Aller au contenu principal
Il y a présentement des items dans votre panier d'achat.
Jean-Bastien Lambert - Concours de vulgarisation - 2012
Lauréat

Jean-Bastien Lambert

UQAM - Université du Québec à Montréal

Arbres morts bien vivants

Source : Jean-Bastien Lambert

Ces restes sont en fait des arbres morts, vitaux pour tous les systèmes forestiers planétaires. Pour le règne végétal ou animal, ils rendent de généreux services écologiques.

L’un de ces services est de favoriser la germination des semis d’arbres, dont ceux du bouleau jaune. La raréfaction de ce bouleau dans nos forêts serait-elle alors liée au manque de disponibilité du bois mort sur les sites de coupe?

Forêts perturbées

En forêt « naturelle », c’est généralement sur les buttes créées par le déracinement des arbres, là où le sol minéral est exposé, que les graines du bouleau se développement en jeunes plants. Ils apprécient la lumière passant par les trouées dans le couvert des forêts feuillues.

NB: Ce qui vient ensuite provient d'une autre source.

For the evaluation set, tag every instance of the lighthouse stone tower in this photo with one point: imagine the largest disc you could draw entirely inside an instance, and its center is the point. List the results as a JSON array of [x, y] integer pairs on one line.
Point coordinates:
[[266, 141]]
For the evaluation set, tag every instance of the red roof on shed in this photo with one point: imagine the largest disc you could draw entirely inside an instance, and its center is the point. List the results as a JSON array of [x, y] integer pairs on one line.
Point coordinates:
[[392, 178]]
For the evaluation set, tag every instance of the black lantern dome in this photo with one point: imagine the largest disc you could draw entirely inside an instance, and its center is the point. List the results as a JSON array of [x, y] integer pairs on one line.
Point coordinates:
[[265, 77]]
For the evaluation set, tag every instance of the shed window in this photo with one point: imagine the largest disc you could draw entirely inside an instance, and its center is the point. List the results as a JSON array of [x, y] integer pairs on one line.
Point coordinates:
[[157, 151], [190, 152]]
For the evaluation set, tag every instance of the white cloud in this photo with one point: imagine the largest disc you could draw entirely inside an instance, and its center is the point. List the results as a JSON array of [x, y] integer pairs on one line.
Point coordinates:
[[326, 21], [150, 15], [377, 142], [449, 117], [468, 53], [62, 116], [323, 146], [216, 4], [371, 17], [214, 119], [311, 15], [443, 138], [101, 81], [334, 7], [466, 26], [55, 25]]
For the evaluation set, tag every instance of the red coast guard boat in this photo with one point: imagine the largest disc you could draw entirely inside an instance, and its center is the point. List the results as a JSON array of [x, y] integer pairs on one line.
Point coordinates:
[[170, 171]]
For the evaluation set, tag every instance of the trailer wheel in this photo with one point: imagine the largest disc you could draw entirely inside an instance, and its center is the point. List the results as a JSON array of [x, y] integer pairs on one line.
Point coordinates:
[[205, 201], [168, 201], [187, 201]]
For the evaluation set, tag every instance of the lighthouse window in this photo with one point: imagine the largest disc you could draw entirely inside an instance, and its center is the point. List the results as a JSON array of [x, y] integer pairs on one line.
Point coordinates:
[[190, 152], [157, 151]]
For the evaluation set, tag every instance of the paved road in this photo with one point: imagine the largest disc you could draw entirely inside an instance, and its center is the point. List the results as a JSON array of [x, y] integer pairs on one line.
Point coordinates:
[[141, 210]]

En forêt « exploitée », le bouleau jaune a de la difficulté à compléter son développement. Et ce, même si on pratique les « coupes de jardinage », moins drastiques parce que les arbres à couper sont choisis individuellement.

Il importe donc de connaître où poussent les semis de bouleau jaune sur ces sites si l’on veut comprendre la cause de sa diminution et renverser cette tendance.

Économiser son carbone

Le bouleau jaune utilise parfois le sol minéral comme pouponnière, mais surtout le bois en décomposition. Mais pas n’importe lequel. Le bois de conifère et ses propres restes sont les plus propices à son établissement.

Pour comprendre l’intérêt du bouleau jaune à s’installer sur le bois mort, il faut s’attarder à la manière dont il « investit » le carbone capté par l’intermédiaire de la lumière. Où va ce carbone, vers les racines, la tige, les branches ou les feuilles?

Analyse des investissements

Nous avons trouvé que la quantité de racines fines, responsables de l’absorption des éléments nutritifs et de l’eau, est plus élevée pour les individus élevés sur le bois mort. À l’opposé, la croissance est beaucoup plus explosive chez les individus sur sol minéral.

Plus prompts à investir leur carbone dans des projets risqués, voici la stratégie des bouleaux jaunes sur sol minéral. Ils préconisent un large système foliaire, mais moins de racines fines. Bien que cet investissement soit payant à court terme et induit une forte croissance, il comporte des risques lorsque le « marché » de la lumière et de l’eau s’effondre.

À l’opposé, les individus sur le bois mort sont plus économes. Ils croissent lentement et investissent plus de carbone dans la construction d’un large système racinaire. Cette stratégie les rend moins susceptibles aux stress liés aux changements de lumière. Une rétention d’eau supérieure dans le bois mort viendrait également contribuer à un meilleur retour sur investissement. Il en ressort que des stratégies plus économes induisent une résilience accrue en période de crise.

Les individus poussant sur bois mort sont donc mieux outillés pour faire face aux conditions rencontrées dans les forêts aménagées par coupe de jardinage.

Faire du nouveau avec du vieux : leçons

De pouponnière à stimulateur de la survie des semis, le corps des arbres morts joue donc un rôle central; rôle qu’on a trop longtemps négligé. Si l’on veut s’assurer de conserver des forêts feuillues diversifiées, cet élément doit être considéré dans une démarche novatrice et moderne d’aménagement forestier. Rien n’est plus vivant que le bois mort, comme diraient certains spécialistes.